文化多元主義について批判的にかんがえる

文化多元主義とはなにか?文化多元主義とは多文化性ー社会における異文化の共存をいう。文化多元主義は過去の植民地主義を克服しようとする、したがって、社会の根底にどんな本質も措定しない差異化の戦略である。この文化多元主義は元々は、68年に起きた同質的権威主義に対する抗議の運動を通じて、また新植民地主義の復活に対する危機感のなかで自覚されたと一応言っていいと思う。文化多元主義は後に体制内化したマルチカルチュアリズム multi-cultural-ismとして国家の側から国策的に展開されることになった。

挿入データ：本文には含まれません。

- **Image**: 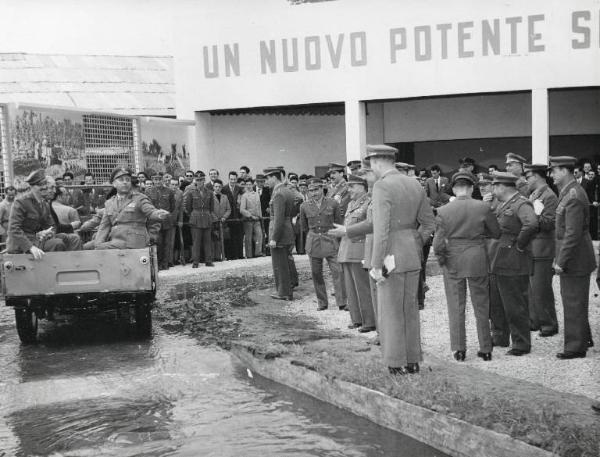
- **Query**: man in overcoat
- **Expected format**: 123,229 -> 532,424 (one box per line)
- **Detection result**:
146,173 -> 176,269
550,156 -> 596,359
184,173 -> 216,268
368,145 -> 435,375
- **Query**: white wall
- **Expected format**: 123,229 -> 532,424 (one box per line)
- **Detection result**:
197,114 -> 346,176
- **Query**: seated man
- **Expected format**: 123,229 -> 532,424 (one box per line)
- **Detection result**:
92,168 -> 170,250
7,170 -> 82,259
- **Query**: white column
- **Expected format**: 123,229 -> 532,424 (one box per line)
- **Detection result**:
344,100 -> 366,163
531,88 -> 549,164
193,112 -> 213,171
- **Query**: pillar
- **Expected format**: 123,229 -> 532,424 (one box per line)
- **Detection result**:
194,111 -> 213,171
531,89 -> 549,164
345,100 -> 367,163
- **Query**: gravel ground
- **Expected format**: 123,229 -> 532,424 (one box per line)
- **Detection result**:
158,254 -> 600,401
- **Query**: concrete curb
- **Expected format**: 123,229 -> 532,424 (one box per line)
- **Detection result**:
231,345 -> 556,457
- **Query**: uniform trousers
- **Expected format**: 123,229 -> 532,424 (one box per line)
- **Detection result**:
495,274 -> 531,351
369,276 -> 378,323
156,227 -> 174,268
271,245 -> 292,298
40,233 -> 82,252
191,227 -> 212,264
212,222 -> 224,261
342,262 -> 375,328
489,274 -> 509,346
559,275 -> 592,353
243,220 -> 263,258
442,273 -> 492,353
309,255 -> 344,308
288,245 -> 298,287
378,270 -> 422,367
529,259 -> 558,332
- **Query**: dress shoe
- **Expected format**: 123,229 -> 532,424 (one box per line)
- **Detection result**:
358,326 -> 376,333
556,351 -> 586,359
453,350 -> 466,361
477,351 -> 492,361
338,306 -> 347,311
588,338 -> 594,348
530,325 -> 540,332
205,262 -> 214,267
405,363 -> 420,374
270,294 -> 293,301
506,348 -> 530,356
192,263 -> 199,268
418,302 -> 424,311
539,329 -> 558,337
317,306 -> 328,311
348,323 -> 362,329
388,366 -> 407,375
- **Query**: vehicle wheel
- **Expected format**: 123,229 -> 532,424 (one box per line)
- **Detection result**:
15,307 -> 38,344
135,303 -> 152,338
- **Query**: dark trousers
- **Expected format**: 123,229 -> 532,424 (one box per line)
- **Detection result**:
343,262 -> 376,328
529,259 -> 558,332
288,245 -> 298,287
271,246 -> 292,298
495,274 -> 531,351
489,274 -> 509,345
559,275 -> 592,353
310,255 -> 344,308
191,227 -> 212,265
224,220 -> 244,259
156,227 -> 173,268
418,242 -> 432,307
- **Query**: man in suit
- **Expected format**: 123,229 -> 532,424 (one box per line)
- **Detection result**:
222,171 -> 244,259
524,164 -> 559,337
146,173 -> 176,270
169,176 -> 185,266
505,153 -> 530,197
256,174 -> 271,255
368,145 -> 435,375
184,173 -> 216,268
433,171 -> 500,362
92,168 -> 169,250
265,167 -> 296,301
425,164 -> 450,208
490,172 -> 538,356
212,179 -> 231,261
576,165 -> 598,240
300,178 -> 344,310
551,156 -> 596,359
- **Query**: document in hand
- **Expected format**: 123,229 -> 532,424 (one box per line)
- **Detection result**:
383,254 -> 395,277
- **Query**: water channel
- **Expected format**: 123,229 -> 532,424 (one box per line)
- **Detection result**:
0,298 -> 447,456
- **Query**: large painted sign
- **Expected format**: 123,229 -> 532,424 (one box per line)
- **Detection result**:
174,0 -> 600,116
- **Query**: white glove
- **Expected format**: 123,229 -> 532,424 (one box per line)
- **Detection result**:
449,196 -> 456,202
533,199 -> 544,216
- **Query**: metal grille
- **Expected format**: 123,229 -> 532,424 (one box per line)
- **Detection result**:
83,114 -> 136,183
0,106 -> 7,196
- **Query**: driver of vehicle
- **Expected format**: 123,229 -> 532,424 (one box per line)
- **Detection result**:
92,167 -> 170,250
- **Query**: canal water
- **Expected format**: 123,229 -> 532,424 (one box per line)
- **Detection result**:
0,305 -> 446,456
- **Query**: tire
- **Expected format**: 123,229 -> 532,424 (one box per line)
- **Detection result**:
15,307 -> 38,344
134,303 -> 152,338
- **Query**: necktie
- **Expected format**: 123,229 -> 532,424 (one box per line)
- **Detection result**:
436,179 -> 439,192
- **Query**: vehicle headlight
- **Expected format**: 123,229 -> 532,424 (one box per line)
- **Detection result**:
3,261 -> 13,271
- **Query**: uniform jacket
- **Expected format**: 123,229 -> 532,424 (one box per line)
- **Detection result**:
425,176 -> 451,208
371,169 -> 435,272
268,182 -> 295,246
183,185 -> 215,229
345,198 -> 374,268
299,196 -> 342,258
0,199 -> 14,234
338,193 -> 371,263
222,184 -> 242,219
95,191 -> 164,249
146,185 -> 175,229
172,188 -> 184,225
258,186 -> 271,217
490,192 -> 538,275
330,180 -> 351,218
76,188 -> 106,218
433,196 -> 500,277
516,176 -> 531,197
6,192 -> 55,253
555,178 -> 596,275
529,184 -> 557,259
213,193 -> 232,221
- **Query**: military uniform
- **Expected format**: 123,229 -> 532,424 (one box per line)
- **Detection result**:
299,193 -> 344,309
145,184 -> 176,269
339,190 -> 375,329
489,174 -> 538,353
370,147 -> 435,369
184,183 -> 215,266
94,191 -> 164,249
171,187 -> 184,265
329,180 -> 351,218
267,172 -> 296,299
552,160 -> 596,356
433,175 -> 500,356
527,179 -> 558,334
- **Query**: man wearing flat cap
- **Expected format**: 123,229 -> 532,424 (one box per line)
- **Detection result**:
300,178 -> 345,310
550,156 -> 596,359
524,164 -> 559,338
489,171 -> 538,356
93,168 -> 170,250
146,172 -> 176,270
433,172 -> 500,362
505,152 -> 530,197
368,144 -> 435,375
328,162 -> 351,219
7,169 -> 82,259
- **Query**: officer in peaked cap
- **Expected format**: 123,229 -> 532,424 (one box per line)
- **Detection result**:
433,171 -> 499,361
395,162 -> 410,174
523,163 -> 559,339
299,176 -> 345,310
505,153 -> 530,197
110,167 -> 131,183
347,160 -> 362,173
328,162 -> 351,219
549,155 -> 596,358
488,171 -> 538,355
7,169 -> 83,257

▼ここで問題提起。しかし政治多元主義を欠いた多文化性ならば、それは帝国主義的社会統合の方法としてすでに戦前に存在したのではなかったか。大正が昭和を準備した。例えば、和辻哲郎の国民が作者となる文化的復古主義の言説のあとに、大川周明の「日本精神」、西田幾多郎の「無の場所」は、宗教的・哲学的に帝国主義同化政策の包摂を原理的に形式化することが可能となったのではなかったか。▼探求されるべき問題は、アジアから考えた政治多元主義がいかに、政治多元主義を欠いた文化多元主義(その究極として西欧近代を超克した天皇ファシズム)に縮小していくことになったのかという問いにある。その道筋は決して単純ではないだろう、その答えを'前近代性'に見出した戦後民主主義丸山真男が明快に呈示したようには...。やはりこの丸山と同じくらい近代の超克はこの事実を知っていたはずである。S(複数性)こそ共同体にとって大切な意義をもっている。だがSSには気をつけようと。だがそれにもかかわらずSSに絡みとられないためにSを求めたのにSSの全体主義にどうしようもなく包摂されていくことになった。▼フロイドはなぜ亡命しなければならなかったのかを問うだけでは十分ではない。日本の文脈においてそれをどう考えていくのか?だれも答えていないように思われる。だから自分の課題としてある。